Connacht is the second most competitive, but Mayo are still fairly dominant, winning six of the last 10, with Roscommon and Galway picking it up in-between.

Championship restructures will be an ongoing debate for a long time to come as the GAA is an organisation steeped in tradition, and the one thing traditionalists hate, is change.

However, there is one outdated aspect of the game that can change pretty quickly, and it is the tired form of punditry and analysis that we have had to endure for too long now.

The Ulster championship final between Derry and Donegal was a very tense, cagey and heated affair, and we knew from the outright it was never going to be a gun-slinging show.

The brand of football may not be 100mph, but due to the competitiveness, intensity and sheer desperation from both sides to win, it went right to the wire, and was too close to call for most parts.

It wasn’t the most entertaining match, but your curiosity was always peaked, there were some spectacular moments, loads of talking points, match-ups and decisions to dissect and discuss – but the old hands of GAA punditry were more interested in the usual ‘soundbite’ pessimism.

Colm O’Rourke claimed that it was “the bore of the century” and that for Derry to reach their first Ulster final in so long, it was a ‘shame that young kids came to watch it and be inspired – and what a bore it is’.

I would love to find a single child at that game from Derry who was so annoyed at the lack of kick passing, that they couldn’t even enjoy their county’s first provincial title in 24 years.

It was a ‘nothing’ point really, you don’t have to lie and say that it was a blockbuster, but the only thing more boring than a defensive game of football, is pundits chatting about how boring the game is – beforehand, at half-time and at full-time.

Even the following day, Pat Spillane was speaking on the RTÉ GAA podcast, and was comparing the Derry team’s style of football to that of Jim McGuinness’ Donegal back in 2012.

The Kerryman claimed that Derry don’t have the same quality of shooters as Donegal did back then, to play that brand of football and win an All-Ireland from it.

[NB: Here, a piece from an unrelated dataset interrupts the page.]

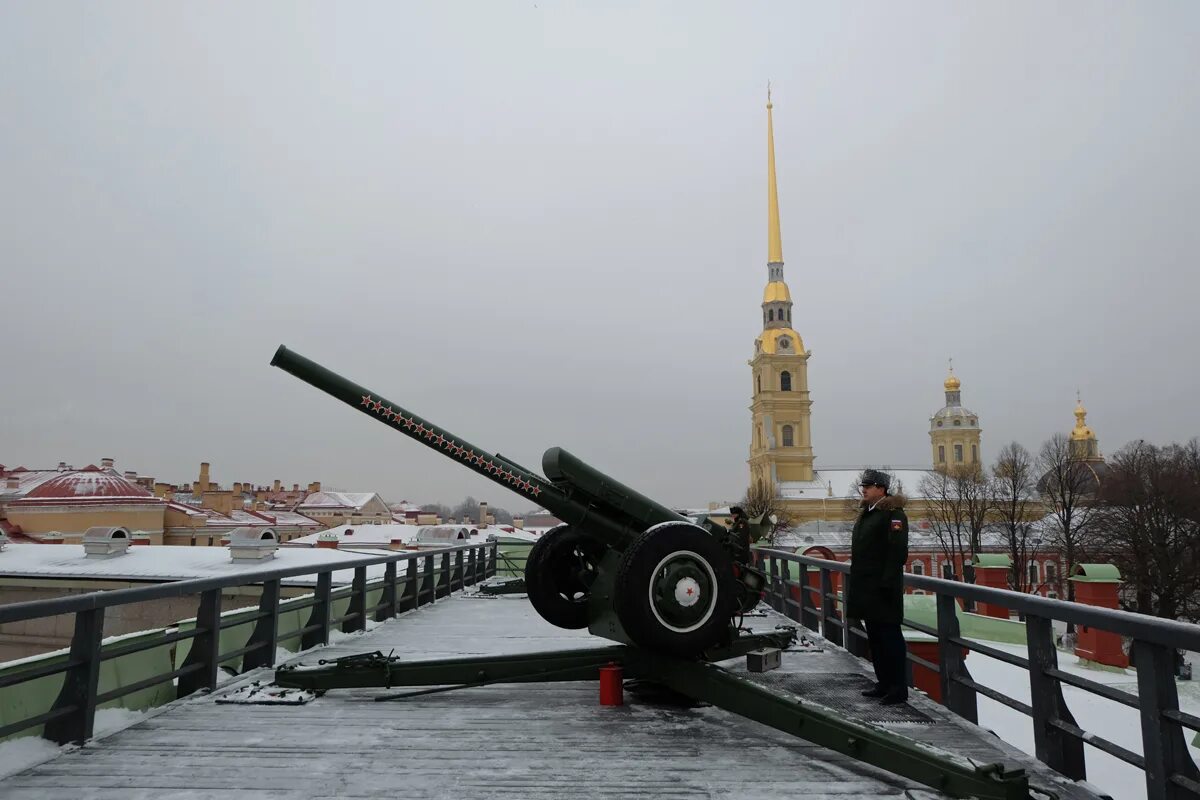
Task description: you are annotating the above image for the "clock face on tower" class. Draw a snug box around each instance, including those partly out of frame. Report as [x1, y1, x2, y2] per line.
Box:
[778, 336, 790, 350]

Is nobody else sick of the Jim McGuinness comparison, every single time a team play in a cagey match?

Ciaran Whelan was using it again during The Sunday Game highlights show and it’s become as overused, predictable and lazy a statement to make as “take your points and your goals will come”.

Now, turn the TV over to the BBC and you have Oisin McConville and Mickey Harte chatting about the actual game itself, and giving genuine opinions on specific things that happened in the match.

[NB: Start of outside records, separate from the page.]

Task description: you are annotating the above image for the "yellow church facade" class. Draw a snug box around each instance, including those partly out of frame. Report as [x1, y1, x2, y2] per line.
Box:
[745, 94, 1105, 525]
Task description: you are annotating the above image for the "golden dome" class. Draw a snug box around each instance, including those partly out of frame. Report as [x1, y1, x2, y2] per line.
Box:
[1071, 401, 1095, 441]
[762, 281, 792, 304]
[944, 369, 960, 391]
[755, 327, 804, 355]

For instance, the former Tyrone boss claimed that Shane McGuigan was trying to buy Donegal a black card at one point, and that started an interesting discussion about simulation. It gave the audience – who may not have the same eye for detail – something to watch out for in the remainder of the game.

The pundits are there to try and offer an insight to the match, to educate the viewers, highlight things that fans may have missed, and then back up their opinions with the reasoning behind it.

That’s not to say that it suddenly turned the game into a classic, but at least the half-time and full-time analysis was interesting viewing, rather than just repeating the same general point.

Monday Night Football on Sky Sports is the obvious example, whereby neutral fans would watch Crystal Palace and Burnley drag out a 0-0 draw, but stay tuned in to see Jamie Carragher and Gary Neville break it down, debate with one another, answer fans’ questions, make predictions and interview guests.

This Donegal team was never going to blow us away with an entertaining brand of football, but it doesn’t mean the game is dead. The dramatisation of it all is just too much and the irony isn’t lost on them that their repetitive, short, soundbite drivel is every bit as hard to watch as lateral hand passes.

It starts the same way every time – someone like O’Rourke or Spillane makes a general damming statement dooming the entirety of the game and its future, then the younger pundits, like Sean Cavanagh or Colm Cooper have a pop back – and they barely discuss the actual match.

There’s a lot about the GAA that needs to change, but we could really do with escalating this one.